In the previous section, we have taken a brief introduction about Apache Kafka, messaging system, as well as the streaming process. Here, we will discuss the basic concepts and the role of Kafka.
Generally, a topic refers to a particular heading or a name given to some specific inter-related ideas. In Kafka, the word topic refers to a category or a common name used to store and publish a particular stream of data. Basically, topics in Kafka are similar to tables in the database, but not containing all constraints. In Kafka, we can create n number of topics as we want. It is identified by its name, which depends on the user's choice. A producer publishes data to the topics, and a consumer reads that data from the topic by subscribing it.
A topic is split into several parts which are known as the partitions of the topic. These partitions are separated in an order. The data content gets stored in the partitions within the topic. Therefore, while creating a topic, we need to specify the number of partitions(the number is arbitrary and can be changed later). Each message gets stored into partitions with an incremental id known as its Offset value. The order of the offset value is guaranteed within the partition only and not across the partition. The offsets for a partition are infinite.

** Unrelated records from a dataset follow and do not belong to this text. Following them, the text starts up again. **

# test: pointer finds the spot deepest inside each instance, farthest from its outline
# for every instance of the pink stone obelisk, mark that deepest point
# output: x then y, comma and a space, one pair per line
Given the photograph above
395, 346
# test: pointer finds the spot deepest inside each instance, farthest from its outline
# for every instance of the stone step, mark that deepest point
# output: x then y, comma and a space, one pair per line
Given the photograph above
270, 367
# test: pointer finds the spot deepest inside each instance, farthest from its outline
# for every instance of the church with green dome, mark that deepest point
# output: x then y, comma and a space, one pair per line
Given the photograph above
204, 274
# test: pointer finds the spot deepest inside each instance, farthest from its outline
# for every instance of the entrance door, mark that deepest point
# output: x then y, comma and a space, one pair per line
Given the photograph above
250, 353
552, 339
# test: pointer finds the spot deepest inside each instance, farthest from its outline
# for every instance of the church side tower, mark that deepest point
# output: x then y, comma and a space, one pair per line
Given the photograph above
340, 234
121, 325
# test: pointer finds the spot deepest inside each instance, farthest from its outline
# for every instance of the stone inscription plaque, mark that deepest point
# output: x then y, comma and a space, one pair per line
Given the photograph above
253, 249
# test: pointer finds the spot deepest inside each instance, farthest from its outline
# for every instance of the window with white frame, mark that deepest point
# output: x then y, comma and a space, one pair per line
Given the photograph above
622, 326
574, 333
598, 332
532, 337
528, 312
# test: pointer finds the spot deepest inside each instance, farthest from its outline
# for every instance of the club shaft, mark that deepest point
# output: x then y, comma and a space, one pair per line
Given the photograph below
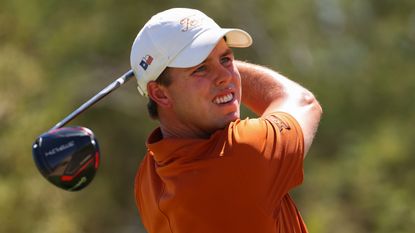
104, 92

Note: The data once written to a partition can never be changed. It is immutable. The offset value always remains in an incremental state, it never goes back to an empty space. Also, the data is kept in a partition for a limited time only.

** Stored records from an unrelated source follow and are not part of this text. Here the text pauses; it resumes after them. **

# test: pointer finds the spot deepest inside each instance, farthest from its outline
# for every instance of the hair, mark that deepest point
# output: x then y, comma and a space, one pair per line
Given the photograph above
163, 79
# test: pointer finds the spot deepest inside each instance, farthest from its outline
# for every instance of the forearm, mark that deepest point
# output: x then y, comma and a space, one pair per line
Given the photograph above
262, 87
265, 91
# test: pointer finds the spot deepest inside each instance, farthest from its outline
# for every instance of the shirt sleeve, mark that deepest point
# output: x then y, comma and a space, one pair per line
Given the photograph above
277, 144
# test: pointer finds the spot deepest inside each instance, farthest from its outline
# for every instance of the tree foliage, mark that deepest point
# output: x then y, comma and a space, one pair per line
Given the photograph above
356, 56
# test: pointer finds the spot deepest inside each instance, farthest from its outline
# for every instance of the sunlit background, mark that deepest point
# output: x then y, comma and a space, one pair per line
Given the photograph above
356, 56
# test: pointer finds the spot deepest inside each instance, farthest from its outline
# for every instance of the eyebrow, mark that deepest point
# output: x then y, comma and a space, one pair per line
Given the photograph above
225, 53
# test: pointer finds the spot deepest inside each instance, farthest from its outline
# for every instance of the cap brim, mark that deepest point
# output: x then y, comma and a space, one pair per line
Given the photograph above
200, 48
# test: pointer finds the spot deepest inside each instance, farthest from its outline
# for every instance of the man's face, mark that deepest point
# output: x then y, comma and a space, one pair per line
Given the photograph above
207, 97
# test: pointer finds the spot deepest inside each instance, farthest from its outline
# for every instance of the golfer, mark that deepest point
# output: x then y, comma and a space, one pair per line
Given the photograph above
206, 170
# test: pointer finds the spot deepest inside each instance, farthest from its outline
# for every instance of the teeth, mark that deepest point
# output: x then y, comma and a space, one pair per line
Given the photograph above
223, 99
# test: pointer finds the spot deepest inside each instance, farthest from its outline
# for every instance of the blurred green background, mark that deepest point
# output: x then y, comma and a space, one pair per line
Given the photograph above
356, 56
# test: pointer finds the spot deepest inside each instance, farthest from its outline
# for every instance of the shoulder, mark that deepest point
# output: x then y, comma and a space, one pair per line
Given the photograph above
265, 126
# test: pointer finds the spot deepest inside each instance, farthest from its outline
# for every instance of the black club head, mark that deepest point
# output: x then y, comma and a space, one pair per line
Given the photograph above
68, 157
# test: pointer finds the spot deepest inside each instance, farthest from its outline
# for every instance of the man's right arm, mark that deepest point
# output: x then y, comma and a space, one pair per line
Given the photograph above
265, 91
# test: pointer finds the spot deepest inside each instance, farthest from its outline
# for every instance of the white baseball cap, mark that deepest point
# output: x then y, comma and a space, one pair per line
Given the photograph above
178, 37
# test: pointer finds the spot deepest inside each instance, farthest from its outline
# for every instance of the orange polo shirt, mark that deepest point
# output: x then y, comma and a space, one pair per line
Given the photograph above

Let's see an example to understand a topic with its partitions.
Suppose, a topic containing three partitions 0,1 and 2. Each partition has different offset numbers. The data is distributed among each offset in each partition where data in offset 1 of Partition 0 does not have any relation with the data in offset 1 of Partition1. But, data in offset 1of Partition 0 is inter-related with the data contained in offset 2 of Partition0.
Here, comes the role of Apache Kafka.
A Kafka cluster is comprised of one or more servers which are known as brokers or Kafka brokers. A broker is a container that holds several topics with their multiple partitions. The brokers in the cluster are identified by an integer id only. Kafka brokers are also known as Bootstrap brokers because connection with any one broker means connection with the entire cluster. Although a broker does not contain whole data, but each broker in the cluster knows about all other brokers, partitions as well as topics.

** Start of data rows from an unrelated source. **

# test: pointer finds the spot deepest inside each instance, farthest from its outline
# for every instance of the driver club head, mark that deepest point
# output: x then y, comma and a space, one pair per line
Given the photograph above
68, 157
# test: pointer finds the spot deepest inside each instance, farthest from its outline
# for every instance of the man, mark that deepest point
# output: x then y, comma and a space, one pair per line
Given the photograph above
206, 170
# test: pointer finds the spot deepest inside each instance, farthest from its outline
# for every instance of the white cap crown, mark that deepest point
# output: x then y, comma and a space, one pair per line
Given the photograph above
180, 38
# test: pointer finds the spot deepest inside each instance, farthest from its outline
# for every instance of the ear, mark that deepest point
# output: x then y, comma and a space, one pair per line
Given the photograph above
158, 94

This is how a broker looks like in the figure containing a topic with n number of partitions.
Example: Brokers and Topics
Suppose, a Kafka cluster consisting of three brokers, namely Broker 1, Broker 2, and Broker 3.
Each broker is holding a topic, namely Topic-x with three partitions 0,1 and 2. Remember, all partitions do not belong to one broker only, it is always distributed among each broker (depends on the quantity). Broker 1 and Broker 2 contains another topic-y having two partitions 0 and 1. Thus, Broker 3 does not hold any data from Topic-y. It is also concluded that no relationship ever exists between the broker number and the partition number.